"O que mais poderia ser aquele lugar esquecido por Deus, além de um cemitério? Olhei para a ilha como se, só agora a reconhecesse pelo que ela era. Agora eu tinha razão para desprezar aquelas costas curvas, a praia sórdida, o cheiro de pêssegos podres. (...) Os pobres rostos esverdeados, picados pelos peixes, os uniformes podres, as medalhas de identificação cobertas de algas. Que morte, e pior ainda, que viagem depois da morte, esquadrões de companheiros levados pelas correntes do Golfo até aquele porto horrível. Eu imaginava, os corpos daqueles soldados, sujeitos aos caprichos das marés, levados para trás e para frente no dorso das ondas, até uma perna ou um braço enganchar-se em uma rocha, deixando de ser possessão do mar. Apodrecendo pouco a pouco nas praias até serem descarnados pelas gaivotas."

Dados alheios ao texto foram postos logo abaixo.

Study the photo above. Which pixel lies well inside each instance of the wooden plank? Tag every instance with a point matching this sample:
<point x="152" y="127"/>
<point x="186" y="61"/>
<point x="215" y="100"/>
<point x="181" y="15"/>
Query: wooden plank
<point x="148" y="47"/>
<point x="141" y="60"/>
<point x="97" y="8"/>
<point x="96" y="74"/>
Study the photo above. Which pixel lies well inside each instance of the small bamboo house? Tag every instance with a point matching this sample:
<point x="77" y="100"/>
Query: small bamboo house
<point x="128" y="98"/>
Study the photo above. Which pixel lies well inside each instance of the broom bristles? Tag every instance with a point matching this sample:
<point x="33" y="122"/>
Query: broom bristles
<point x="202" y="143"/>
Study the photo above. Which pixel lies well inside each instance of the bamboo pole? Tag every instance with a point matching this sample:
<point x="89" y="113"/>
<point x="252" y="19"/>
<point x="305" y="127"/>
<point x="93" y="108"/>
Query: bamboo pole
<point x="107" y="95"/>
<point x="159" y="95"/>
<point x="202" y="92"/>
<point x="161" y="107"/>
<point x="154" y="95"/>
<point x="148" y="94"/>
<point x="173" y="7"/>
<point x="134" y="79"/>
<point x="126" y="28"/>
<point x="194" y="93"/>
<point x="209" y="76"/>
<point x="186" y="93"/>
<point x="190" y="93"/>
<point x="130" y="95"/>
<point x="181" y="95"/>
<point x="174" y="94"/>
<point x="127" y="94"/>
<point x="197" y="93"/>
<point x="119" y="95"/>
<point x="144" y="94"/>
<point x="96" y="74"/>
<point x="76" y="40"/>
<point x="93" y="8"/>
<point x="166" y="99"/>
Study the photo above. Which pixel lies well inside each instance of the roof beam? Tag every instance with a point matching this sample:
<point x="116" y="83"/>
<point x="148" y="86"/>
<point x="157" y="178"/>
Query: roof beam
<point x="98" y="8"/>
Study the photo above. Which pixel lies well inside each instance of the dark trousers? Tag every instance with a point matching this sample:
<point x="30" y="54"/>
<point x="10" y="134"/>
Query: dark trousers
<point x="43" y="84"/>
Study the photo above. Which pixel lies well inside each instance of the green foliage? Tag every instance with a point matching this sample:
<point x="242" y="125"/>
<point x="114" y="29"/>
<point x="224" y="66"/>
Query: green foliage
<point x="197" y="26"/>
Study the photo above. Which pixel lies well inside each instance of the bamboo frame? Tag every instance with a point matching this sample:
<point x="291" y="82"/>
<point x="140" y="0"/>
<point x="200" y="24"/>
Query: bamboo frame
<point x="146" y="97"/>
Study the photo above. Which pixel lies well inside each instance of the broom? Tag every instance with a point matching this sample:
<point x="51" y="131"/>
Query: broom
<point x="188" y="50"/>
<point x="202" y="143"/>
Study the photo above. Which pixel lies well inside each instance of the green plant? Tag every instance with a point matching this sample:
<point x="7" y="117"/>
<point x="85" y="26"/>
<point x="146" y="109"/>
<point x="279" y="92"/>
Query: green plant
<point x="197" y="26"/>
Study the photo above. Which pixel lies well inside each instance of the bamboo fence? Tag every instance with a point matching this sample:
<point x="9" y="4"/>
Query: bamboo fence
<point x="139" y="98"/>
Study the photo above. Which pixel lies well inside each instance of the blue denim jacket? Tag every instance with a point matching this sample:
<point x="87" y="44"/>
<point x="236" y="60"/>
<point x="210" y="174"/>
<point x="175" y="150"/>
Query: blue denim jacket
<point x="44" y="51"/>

terça-feira, 10 de janeiro de 2023
Ilha Cemitério - Adaptando uma ilha aterrorizante para Chamado de Cthulhu
Clive Barker
Bodes Expiatórios
Livros de Sangue - Volume 3
O conto Bodes-Expiatórios (Scape-Goats) faz parte do volume 3 da antologia de terror "Livros de Sangue", escrita por Clive Barker. Essa é uma história que sempre achei interessante, pela simplicidade e pela aura de estranheza desagradável que ela consegue passar para o leitor.
A história não se preocupa de explicar o que está acontecendo ou como se formou o lugar medonho no meio do Mar do Norte, onde um grupo de pessoas viajando à lazer num veleiro acaba naufragando. O lugar, uma ilha medonha para onde as correntes levam cadáveres afogados é um lugar de pesadelo, o típico recôndito aterrorizante que Barker cria para seus contos de horror.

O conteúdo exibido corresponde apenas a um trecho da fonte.